🤖 AI Summary
Pathological foundation models (PFMs) suffer from limited generalizability and interpretability due to biases in pretraining data and architectural design. To address this, we propose the first prompt-guided dynamic multi-PFM fusion framework, which enables tissue-phenotype-aware adaptive inference via feature compression-based alignment and a lightweight attention mechanism—explicitly revealing each model’s biologically grounded semantic expertise. Our method jointly optimizes performance and decision transparency.
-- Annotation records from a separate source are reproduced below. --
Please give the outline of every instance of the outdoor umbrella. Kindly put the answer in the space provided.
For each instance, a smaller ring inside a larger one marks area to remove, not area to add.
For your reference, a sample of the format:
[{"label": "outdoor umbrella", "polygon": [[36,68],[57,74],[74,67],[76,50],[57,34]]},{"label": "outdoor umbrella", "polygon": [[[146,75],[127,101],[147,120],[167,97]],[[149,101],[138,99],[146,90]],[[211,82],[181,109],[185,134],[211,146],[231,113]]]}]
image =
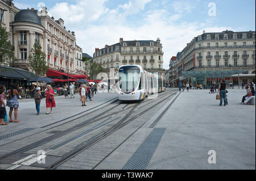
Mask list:
[{"label": "outdoor umbrella", "polygon": [[77,82],[87,83],[87,82],[89,82],[89,81],[83,79],[80,79],[79,81],[77,81]]}]

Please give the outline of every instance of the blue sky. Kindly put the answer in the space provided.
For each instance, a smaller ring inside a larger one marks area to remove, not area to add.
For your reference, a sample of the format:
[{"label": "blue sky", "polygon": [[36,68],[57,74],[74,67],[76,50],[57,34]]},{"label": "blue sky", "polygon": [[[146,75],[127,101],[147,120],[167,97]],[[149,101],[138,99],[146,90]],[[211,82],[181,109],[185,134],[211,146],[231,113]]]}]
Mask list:
[{"label": "blue sky", "polygon": [[[20,9],[39,9],[44,4],[48,14],[61,18],[75,32],[77,44],[90,55],[124,40],[161,40],[164,68],[187,43],[204,30],[207,32],[255,31],[255,0],[14,0]],[[209,4],[216,6],[210,16]]]}]

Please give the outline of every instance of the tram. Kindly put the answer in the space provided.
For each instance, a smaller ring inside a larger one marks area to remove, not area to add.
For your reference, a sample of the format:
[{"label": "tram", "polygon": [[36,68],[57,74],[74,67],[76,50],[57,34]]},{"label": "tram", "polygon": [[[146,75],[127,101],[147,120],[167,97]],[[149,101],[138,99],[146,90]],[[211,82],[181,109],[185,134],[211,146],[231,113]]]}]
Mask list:
[{"label": "tram", "polygon": [[118,73],[120,100],[141,100],[166,90],[164,77],[144,70],[140,65],[120,66]]}]

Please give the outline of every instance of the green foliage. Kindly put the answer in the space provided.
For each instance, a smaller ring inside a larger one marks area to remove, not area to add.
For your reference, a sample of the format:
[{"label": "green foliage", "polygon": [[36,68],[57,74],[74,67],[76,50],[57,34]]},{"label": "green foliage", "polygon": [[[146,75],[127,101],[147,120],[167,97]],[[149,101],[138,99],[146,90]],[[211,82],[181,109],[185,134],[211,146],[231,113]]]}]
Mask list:
[{"label": "green foliage", "polygon": [[41,49],[41,45],[35,40],[34,48],[31,49],[28,57],[28,66],[35,71],[36,76],[44,77],[49,66],[46,64],[46,54]]},{"label": "green foliage", "polygon": [[0,26],[0,63],[12,66],[14,56],[13,47],[10,40],[10,33]]},{"label": "green foliage", "polygon": [[90,77],[93,77],[93,79],[95,79],[96,78],[95,76],[97,77],[97,75],[101,72],[104,72],[103,68],[101,65],[91,61],[90,64]]}]

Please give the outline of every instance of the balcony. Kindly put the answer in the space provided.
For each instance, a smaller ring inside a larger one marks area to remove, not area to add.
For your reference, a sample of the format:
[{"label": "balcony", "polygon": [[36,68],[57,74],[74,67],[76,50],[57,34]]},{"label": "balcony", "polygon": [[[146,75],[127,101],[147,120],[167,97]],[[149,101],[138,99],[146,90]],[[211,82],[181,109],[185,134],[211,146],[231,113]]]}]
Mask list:
[{"label": "balcony", "polygon": [[141,64],[141,60],[136,60],[135,63],[136,64]]},{"label": "balcony", "polygon": [[249,57],[249,54],[242,54],[242,58],[248,58]]},{"label": "balcony", "polygon": [[221,55],[214,55],[214,58],[221,58]]},{"label": "balcony", "polygon": [[27,41],[19,41],[19,45],[27,45]]},{"label": "balcony", "polygon": [[229,54],[224,54],[223,56],[223,58],[229,58],[230,56]]},{"label": "balcony", "polygon": [[51,48],[49,47],[47,47],[47,50],[48,50],[48,52],[52,52],[52,48]]}]

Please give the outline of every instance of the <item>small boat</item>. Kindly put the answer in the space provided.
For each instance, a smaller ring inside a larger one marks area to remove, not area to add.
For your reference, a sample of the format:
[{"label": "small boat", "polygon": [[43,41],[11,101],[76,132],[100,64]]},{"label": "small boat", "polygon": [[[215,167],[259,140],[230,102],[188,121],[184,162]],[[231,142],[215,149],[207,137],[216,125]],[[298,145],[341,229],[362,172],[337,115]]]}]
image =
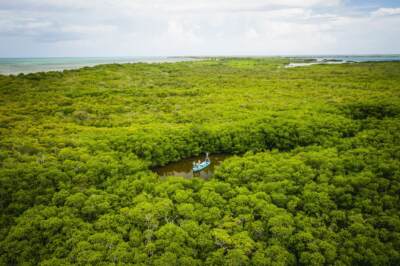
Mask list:
[{"label": "small boat", "polygon": [[206,153],[206,159],[204,161],[202,161],[201,163],[196,163],[193,162],[193,172],[200,172],[204,169],[206,169],[208,166],[210,166],[211,164],[211,160],[208,158],[208,153]]}]

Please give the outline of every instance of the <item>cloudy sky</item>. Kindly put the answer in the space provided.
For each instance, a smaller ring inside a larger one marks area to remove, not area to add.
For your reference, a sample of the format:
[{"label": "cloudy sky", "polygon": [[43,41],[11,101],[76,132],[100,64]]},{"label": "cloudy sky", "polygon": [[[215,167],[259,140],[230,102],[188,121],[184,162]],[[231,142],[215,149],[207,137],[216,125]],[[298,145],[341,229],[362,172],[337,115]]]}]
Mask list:
[{"label": "cloudy sky", "polygon": [[0,57],[400,54],[400,0],[0,0]]}]

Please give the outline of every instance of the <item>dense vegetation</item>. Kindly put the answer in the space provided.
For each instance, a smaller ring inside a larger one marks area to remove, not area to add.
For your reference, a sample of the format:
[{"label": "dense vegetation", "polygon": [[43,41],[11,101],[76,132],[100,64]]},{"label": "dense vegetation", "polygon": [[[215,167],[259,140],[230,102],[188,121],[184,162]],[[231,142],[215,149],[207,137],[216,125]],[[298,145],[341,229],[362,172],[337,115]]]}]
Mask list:
[{"label": "dense vegetation", "polygon": [[400,265],[400,63],[286,63],[0,76],[0,264]]}]

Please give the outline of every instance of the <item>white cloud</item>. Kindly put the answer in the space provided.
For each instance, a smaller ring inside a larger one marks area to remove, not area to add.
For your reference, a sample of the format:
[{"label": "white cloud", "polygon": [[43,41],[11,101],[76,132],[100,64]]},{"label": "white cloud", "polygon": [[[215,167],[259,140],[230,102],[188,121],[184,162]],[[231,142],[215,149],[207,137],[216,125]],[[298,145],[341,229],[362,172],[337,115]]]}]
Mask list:
[{"label": "white cloud", "polygon": [[379,8],[378,10],[372,12],[372,16],[384,17],[384,16],[394,16],[400,15],[400,8]]},{"label": "white cloud", "polygon": [[399,8],[371,15],[344,3],[0,0],[0,56],[400,52]]}]

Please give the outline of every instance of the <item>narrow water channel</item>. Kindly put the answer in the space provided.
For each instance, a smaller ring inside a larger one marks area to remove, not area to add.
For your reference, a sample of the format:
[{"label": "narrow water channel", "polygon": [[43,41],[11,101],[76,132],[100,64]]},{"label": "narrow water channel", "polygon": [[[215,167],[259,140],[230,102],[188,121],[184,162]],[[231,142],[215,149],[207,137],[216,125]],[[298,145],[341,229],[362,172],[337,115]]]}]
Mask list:
[{"label": "narrow water channel", "polygon": [[186,178],[202,177],[202,178],[210,178],[214,174],[214,169],[216,166],[220,165],[225,159],[230,157],[231,155],[226,154],[216,154],[210,155],[211,165],[204,169],[201,172],[193,173],[192,166],[194,161],[204,160],[203,156],[190,157],[186,159],[182,159],[179,162],[170,163],[162,167],[155,168],[154,171],[162,177],[166,176],[182,176]]}]

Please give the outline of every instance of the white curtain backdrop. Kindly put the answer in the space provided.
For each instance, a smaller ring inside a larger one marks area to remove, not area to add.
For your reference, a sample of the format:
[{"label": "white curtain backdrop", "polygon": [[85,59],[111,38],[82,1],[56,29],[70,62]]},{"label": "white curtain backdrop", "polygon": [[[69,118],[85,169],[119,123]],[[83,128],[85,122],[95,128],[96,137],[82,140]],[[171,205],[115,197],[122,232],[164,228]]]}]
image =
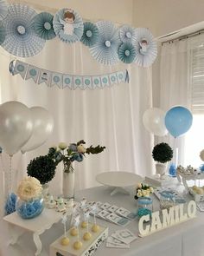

Evaluated on three real-world downstream tasks—treatment response prediction, tumor grading, and spatial gene expression inference—it consistently outperforms individual PFMs, achieving state-of-the-art results across both classification and regression metrics. This work establishes a scalable, interpretable paradigm for collaborative multi-model deployment of PFMs, advancing trustworthy clinical AI.
📝 Abstract
Pathology foundation models (PFMs) have demonstrated strong representational capabilities through self-supervised pre-training on large-scale, unannotated histopathology image datasets. However, their diverse yet opaque pretraining contexts, shaped by both data-related and structural/training factors, introduce latent biases that hinder generalisability and transparency in downstream applications. In this paper, we propose AdaFusion, a novel prompt-guided inference framework that, to our knowledge, is among the very first to dynamically integrate complementary knowledge from multiple PFMs. Our method compresses and aligns tile-level features from diverse models and employs a lightweight attention mechanism to adaptively fuse them based on tissue phenotype context. We evaluate AdaFusion on three real-world benchmarks spanning treatment response prediction, tumour grading, and spatial gene expression inference. Our approach consistently surpasses individual PFMs across both classification and regression tasks, while offering interpretable insights into each model's biosemantic specialisation. These results highlight AdaFusion's ability to bridge heterogeneous PFMs, achieving both enhanced performance and interpretability of model-specific inductive biases.